= Richard Heyn =

Sri Lankan cricketer and field hockey player

Richard Russell Heyn (24 September 1942 - 3 April 2024) was a former field hockey player who represented Sri Lanka men's national field hockey team playing as a right full back. His younger brother David Heyn played cricket for Sri Lanka and at club level representing Burgher Recreation Club. His father Bertram Heyn was a former Sri Lankan Army general who also holds a special feat of having dismissed legendary Australian cricketer Don Bradman in a first-class match in Sri Lankan soil.
== Career ==
He plied his trade in cricket and field hockey at his younger age. He went onto captain St. Peter's College cricket and field hockey teams. During his playing career as a cricketer, he was an automatic choice for Burgher Recreation Club during the 1960s. He also played a vital part in Burgher Recreation Club's triumph at the 1967 Domestic season as he pioneered the club leading from the front as a standout captain.
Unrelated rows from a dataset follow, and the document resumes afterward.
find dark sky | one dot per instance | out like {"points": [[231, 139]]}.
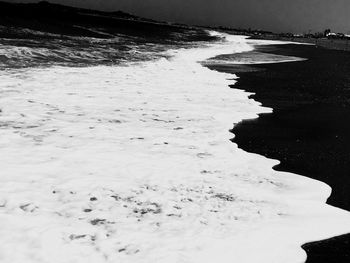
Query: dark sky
{"points": [[277, 15]]}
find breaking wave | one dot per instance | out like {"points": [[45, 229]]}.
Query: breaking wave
{"points": [[134, 163]]}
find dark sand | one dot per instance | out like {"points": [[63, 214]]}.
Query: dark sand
{"points": [[309, 131]]}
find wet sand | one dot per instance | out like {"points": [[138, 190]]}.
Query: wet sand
{"points": [[309, 131]]}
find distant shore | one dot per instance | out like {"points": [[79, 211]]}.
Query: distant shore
{"points": [[337, 44], [309, 131]]}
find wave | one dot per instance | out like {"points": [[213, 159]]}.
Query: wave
{"points": [[134, 164]]}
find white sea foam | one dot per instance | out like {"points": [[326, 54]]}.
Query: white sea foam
{"points": [[134, 164]]}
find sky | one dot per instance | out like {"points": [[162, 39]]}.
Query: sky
{"points": [[298, 16]]}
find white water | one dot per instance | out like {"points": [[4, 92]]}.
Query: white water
{"points": [[134, 164]]}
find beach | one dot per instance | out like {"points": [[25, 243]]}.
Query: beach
{"points": [[309, 129]]}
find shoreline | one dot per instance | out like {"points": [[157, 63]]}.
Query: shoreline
{"points": [[284, 134]]}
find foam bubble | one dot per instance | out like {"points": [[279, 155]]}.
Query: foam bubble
{"points": [[134, 164]]}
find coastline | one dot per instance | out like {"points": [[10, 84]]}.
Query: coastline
{"points": [[310, 102], [135, 164]]}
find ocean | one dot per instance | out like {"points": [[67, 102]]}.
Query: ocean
{"points": [[122, 153]]}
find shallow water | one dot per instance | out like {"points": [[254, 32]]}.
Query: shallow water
{"points": [[134, 163]]}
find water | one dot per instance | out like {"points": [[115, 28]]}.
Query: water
{"points": [[131, 161]]}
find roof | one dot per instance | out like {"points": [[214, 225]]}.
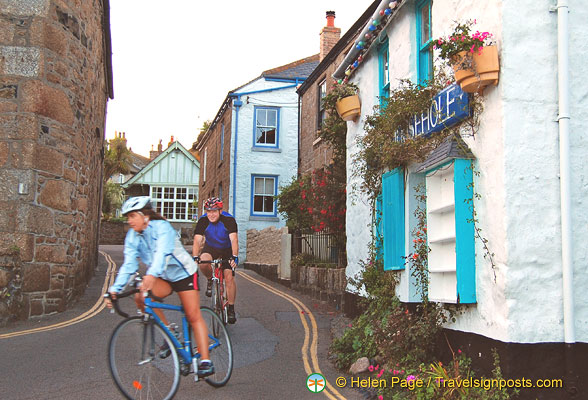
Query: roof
{"points": [[451, 148], [339, 47], [294, 71], [138, 162], [175, 146], [384, 13]]}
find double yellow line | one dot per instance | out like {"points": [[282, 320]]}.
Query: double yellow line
{"points": [[329, 391], [96, 308]]}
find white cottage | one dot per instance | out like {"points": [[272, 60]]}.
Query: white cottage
{"points": [[530, 152], [171, 180], [256, 130]]}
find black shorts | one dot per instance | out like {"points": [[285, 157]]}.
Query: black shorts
{"points": [[183, 285], [218, 253]]}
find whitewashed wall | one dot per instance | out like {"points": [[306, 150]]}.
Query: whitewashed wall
{"points": [[517, 156], [283, 163]]}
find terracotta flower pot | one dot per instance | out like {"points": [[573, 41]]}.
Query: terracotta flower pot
{"points": [[348, 107], [486, 69]]}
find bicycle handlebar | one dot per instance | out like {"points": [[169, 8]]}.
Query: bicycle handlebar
{"points": [[128, 293]]}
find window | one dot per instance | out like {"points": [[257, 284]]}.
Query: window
{"points": [[222, 141], [174, 203], [322, 92], [264, 188], [451, 233], [266, 127], [204, 166], [384, 70], [393, 219], [425, 53]]}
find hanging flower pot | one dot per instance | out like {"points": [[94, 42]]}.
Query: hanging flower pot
{"points": [[348, 107], [475, 71]]}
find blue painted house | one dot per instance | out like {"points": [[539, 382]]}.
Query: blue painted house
{"points": [[251, 147]]}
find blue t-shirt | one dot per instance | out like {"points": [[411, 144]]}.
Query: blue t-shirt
{"points": [[217, 234]]}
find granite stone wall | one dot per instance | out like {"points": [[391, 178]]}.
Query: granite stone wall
{"points": [[54, 87]]}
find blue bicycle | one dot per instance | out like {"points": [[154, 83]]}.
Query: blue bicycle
{"points": [[139, 356]]}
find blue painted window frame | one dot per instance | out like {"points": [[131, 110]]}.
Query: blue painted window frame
{"points": [[222, 141], [393, 219], [384, 70], [264, 214], [424, 50], [465, 247], [255, 120]]}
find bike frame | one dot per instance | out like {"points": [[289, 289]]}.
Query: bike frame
{"points": [[183, 350]]}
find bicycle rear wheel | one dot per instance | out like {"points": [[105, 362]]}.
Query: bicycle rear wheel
{"points": [[136, 367], [220, 348]]}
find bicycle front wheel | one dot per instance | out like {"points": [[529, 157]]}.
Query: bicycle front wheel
{"points": [[139, 364], [220, 348]]}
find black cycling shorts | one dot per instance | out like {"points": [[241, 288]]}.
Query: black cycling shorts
{"points": [[183, 285], [219, 253]]}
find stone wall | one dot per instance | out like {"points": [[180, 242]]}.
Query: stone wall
{"points": [[54, 87], [264, 247]]}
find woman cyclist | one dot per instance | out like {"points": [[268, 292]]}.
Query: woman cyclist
{"points": [[153, 239]]}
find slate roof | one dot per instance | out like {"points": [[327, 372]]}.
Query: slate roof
{"points": [[297, 69], [451, 148]]}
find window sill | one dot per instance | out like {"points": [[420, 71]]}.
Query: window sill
{"points": [[261, 218], [267, 149]]}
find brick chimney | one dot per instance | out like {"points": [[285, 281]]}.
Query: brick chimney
{"points": [[329, 35]]}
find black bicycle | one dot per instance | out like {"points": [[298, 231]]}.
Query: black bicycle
{"points": [[139, 356]]}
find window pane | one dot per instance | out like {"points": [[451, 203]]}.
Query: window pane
{"points": [[270, 136], [180, 210], [272, 116], [268, 205], [260, 135], [269, 186], [168, 210], [261, 117], [258, 186], [258, 203]]}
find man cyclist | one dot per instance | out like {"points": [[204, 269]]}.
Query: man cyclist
{"points": [[215, 236]]}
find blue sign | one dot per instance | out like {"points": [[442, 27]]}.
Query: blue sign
{"points": [[449, 106]]}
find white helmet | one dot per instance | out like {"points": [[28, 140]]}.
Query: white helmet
{"points": [[136, 204]]}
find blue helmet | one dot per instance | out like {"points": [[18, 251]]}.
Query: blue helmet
{"points": [[136, 204]]}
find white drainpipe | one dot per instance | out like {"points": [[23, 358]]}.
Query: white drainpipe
{"points": [[563, 67]]}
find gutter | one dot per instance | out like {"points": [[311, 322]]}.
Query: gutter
{"points": [[350, 58], [563, 119]]}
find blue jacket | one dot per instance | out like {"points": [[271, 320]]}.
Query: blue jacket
{"points": [[155, 246]]}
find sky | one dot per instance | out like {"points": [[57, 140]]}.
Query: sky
{"points": [[174, 61]]}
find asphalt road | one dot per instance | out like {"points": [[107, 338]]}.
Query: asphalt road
{"points": [[275, 347]]}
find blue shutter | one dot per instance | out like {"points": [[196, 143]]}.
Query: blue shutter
{"points": [[464, 232], [393, 218], [378, 228]]}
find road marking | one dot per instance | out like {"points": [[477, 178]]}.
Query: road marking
{"points": [[96, 308], [302, 310]]}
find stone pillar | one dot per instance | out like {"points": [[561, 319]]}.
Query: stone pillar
{"points": [[54, 85]]}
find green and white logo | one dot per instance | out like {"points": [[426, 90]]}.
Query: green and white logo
{"points": [[316, 383]]}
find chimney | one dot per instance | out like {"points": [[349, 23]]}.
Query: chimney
{"points": [[153, 153], [329, 35]]}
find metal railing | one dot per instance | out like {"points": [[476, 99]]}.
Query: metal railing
{"points": [[320, 245]]}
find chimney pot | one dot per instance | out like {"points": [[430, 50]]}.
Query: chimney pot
{"points": [[331, 18]]}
He represented the Mercantile Hockey Association at the National Championships from 1965 to 1967. He was also a key member of the Sri Lankan hockey team as part of the Sri Lankan contingent which took part at the 1966 Asian Games. He was named in Sri Lanka field hockey squad for a three match test series against a strong Indian side in 1967. During the first test of the three test series, Sri Lanka lost by a margin of 1-0 which is still regarded as the best ever performance by Ceylonese hockey side against India.
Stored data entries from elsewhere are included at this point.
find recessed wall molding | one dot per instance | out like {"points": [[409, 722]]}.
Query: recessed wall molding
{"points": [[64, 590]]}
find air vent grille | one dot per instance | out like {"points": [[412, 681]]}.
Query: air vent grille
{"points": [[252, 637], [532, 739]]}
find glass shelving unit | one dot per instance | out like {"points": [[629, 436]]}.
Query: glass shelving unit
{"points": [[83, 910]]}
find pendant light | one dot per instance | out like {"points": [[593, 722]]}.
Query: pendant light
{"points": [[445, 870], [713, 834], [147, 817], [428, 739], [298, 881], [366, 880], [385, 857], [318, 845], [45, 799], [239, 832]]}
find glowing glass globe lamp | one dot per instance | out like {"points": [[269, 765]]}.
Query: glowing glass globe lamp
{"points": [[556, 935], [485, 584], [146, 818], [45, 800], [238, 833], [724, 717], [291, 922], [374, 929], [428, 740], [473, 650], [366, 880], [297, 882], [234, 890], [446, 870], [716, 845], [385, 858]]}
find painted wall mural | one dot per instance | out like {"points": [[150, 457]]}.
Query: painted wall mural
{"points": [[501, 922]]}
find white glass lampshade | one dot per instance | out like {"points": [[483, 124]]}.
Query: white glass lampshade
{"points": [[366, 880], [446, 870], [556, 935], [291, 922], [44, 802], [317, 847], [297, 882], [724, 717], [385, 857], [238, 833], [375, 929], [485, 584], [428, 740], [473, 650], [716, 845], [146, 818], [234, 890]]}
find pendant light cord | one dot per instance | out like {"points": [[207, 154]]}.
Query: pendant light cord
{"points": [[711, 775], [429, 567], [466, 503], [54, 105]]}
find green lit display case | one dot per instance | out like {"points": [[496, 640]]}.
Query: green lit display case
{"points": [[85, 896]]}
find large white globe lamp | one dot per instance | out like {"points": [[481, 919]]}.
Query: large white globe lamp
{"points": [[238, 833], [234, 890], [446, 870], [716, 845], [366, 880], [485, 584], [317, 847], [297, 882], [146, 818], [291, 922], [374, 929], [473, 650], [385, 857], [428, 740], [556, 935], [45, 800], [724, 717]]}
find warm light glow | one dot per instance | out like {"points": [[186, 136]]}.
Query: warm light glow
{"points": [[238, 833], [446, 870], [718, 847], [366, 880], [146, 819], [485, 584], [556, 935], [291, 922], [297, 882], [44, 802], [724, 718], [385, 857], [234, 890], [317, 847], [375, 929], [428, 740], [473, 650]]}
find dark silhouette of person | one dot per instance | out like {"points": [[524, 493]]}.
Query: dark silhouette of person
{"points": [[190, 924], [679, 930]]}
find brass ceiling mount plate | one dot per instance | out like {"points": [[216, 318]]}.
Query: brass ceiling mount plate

Following his retirement from sporting career, he pursued his career in commercial sector until 1968. He then migrated to Australia and began fulfilling his career ambitions by taking up key managerial positions. He later moved to the United States and was living in Virginia until his death.

== Death ==
He died on 3 April 2024 in Virginia, United States, at the age of 81 due to age-related ailments.